2015年05月11日

イベント報告:文学茶話会「子ども⇔大人のこんにちは児童文学」

4月26日(日)に、千葉県柏市の児童書と絵本の専門店ハックルベリーブックスさんにて、文学茶話会「子ども⇔大人のこんにちは児童文学」のイベントが開催され、パネルトークに参加してきました。

イベントの趣旨は、以下のようなものでした。

(1)まず前半に、とある4冊の児童文学、ヤングアダルト、青春文学からキーワードを引き、そのワードを元に参加者全員で物語を創作し、出来た作品を発表、物語をつくる楽しみを感じようというワークショップを行いました。

(2)そして後半では、参加者の中にテーマ書籍を書いた作家や、担当編集者が紛れていたことが明かされます。私も児童文学の作家として、覆面参加のような形でワークショップに加わりました。パネルトークでは他の作家や編集者、参加者のみなさんと児童文学についてさまざまと語り合い、意見交換する場を持ちました。
作家は坪田譲治賞作家の濱野京子さん、エンターテイメントなヤングアダルト作品で大活躍中のIさん、そして陣崎草子が、編集者は偕成社のSさん、講談社のKさんが前に出てお話しました。

◆今回、テーマ本としてあげられたのは、以下の四冊でした。


国家間の戦争による人々の痛みを、姿を消した「舞姫」と中立国にある戦災孤児を集めた学舎の少年少女の歩みを追うことで描く異世界ファンタジー。


一九六〇年代スペイン、戦争によって分断させられた人々の生活を背景に、一人の少年が人間や真実の裏と表を見つめ、葛藤し、成長してゆく姿を描く物語。


日本人の少年が主人公ながらシンガポールを舞台にした異色の戦争児童文学。ゴーストに接触することで多くの日本人が見過ごしてきた加害国としての歴史と出会う少年少女の物語。


友人たちと野犬捕獲阻止作戦を企図して奔走する中学生男子の物語。人間の社会に追われ、殺されようとする犬が、人間の少年に伝えることとは。

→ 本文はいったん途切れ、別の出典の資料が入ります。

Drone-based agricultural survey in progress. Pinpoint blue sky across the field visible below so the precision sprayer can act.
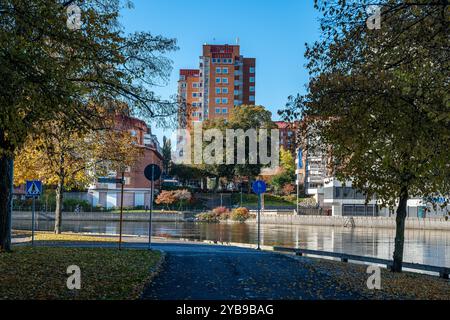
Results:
[122,0,319,142]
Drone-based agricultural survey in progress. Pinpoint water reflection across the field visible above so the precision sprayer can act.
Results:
[13,220,450,267]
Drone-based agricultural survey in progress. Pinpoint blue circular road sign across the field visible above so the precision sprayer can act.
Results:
[252,180,267,194]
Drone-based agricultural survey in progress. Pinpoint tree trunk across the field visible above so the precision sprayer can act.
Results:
[55,178,64,234]
[392,187,408,272]
[0,155,14,252]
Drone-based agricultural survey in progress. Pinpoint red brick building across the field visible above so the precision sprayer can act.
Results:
[178,44,256,128]
[89,117,162,208]
[275,121,299,155]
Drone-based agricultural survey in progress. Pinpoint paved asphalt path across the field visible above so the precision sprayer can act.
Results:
[19,242,380,300]
[143,244,370,300]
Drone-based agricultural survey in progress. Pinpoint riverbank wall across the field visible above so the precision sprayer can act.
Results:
[12,211,188,222]
[12,212,450,231]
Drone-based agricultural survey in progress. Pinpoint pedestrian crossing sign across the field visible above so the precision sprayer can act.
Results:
[25,180,42,197]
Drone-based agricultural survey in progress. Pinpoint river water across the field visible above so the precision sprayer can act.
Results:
[13,220,450,267]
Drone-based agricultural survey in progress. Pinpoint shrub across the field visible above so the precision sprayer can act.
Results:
[231,208,250,222]
[281,183,295,196]
[195,212,219,222]
[155,190,177,209]
[212,207,230,220]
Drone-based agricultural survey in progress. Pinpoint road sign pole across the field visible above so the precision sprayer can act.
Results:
[31,196,36,246]
[119,171,125,250]
[148,167,155,250]
[257,193,261,250]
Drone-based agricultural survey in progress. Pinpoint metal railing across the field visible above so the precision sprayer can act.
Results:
[273,247,450,279]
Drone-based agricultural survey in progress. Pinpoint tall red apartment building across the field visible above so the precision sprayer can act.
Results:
[178,44,256,129]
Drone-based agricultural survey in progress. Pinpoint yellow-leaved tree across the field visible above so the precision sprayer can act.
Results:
[14,115,143,234]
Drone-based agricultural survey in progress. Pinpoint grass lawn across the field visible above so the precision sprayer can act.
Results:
[0,247,162,300]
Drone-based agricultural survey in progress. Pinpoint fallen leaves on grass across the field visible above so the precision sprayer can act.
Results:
[0,247,161,300]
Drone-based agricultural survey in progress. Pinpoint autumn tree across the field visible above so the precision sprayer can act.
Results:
[155,190,177,210]
[0,0,176,251]
[283,0,450,272]
[192,105,278,189]
[14,112,142,234]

テーマ書籍はそれぞれに描き方は異なれど、戦争や、動物と人間の関係など、社会的な目線を持った物語であるという共通項から、「児童文学と社会性」というテーマを皮切りにトークが進行しました。
それぞれの作家や、本を世に送り出す編集者が、戦争や社会的な問題について書くとき、どういうスタンスを取っているか、また、どのような疑問や課題があるかといったことを聞くことができ、興味深い内容となりました。

メインテーマ以外には、以下のような話題も出ました。
・装丁の効果や、どのような装丁に惹かれて買うか。
・ヤングアダルトという名称をどう考えるか。
・児童文学の世界にはそもそも「大人の文学ではできない、新しくチャレンジングで実験的なことをしよう」という空気があった。
・絵本の作家と児童文学の作家の関係、遠さや近さについて。
・現役中高生のコミュニケーションの様態について。
・電子書籍について。
・こどもに本を読んでもらおうと思ったら、まず大人がもっと本を読めばよい。
・児童文学には大人も読まないと勿体ないような凄い作品がたくさんある。

ハックルベリーブックスさんのHPでも、レポートを掲載くださっています。
http://www.huckleberrybooks.jp/blog/archives/279.html

とても刺激的で充実した時間となりました。
ご参加くださったみなさま、ハックルベリーブックスさま、ありがとうございました。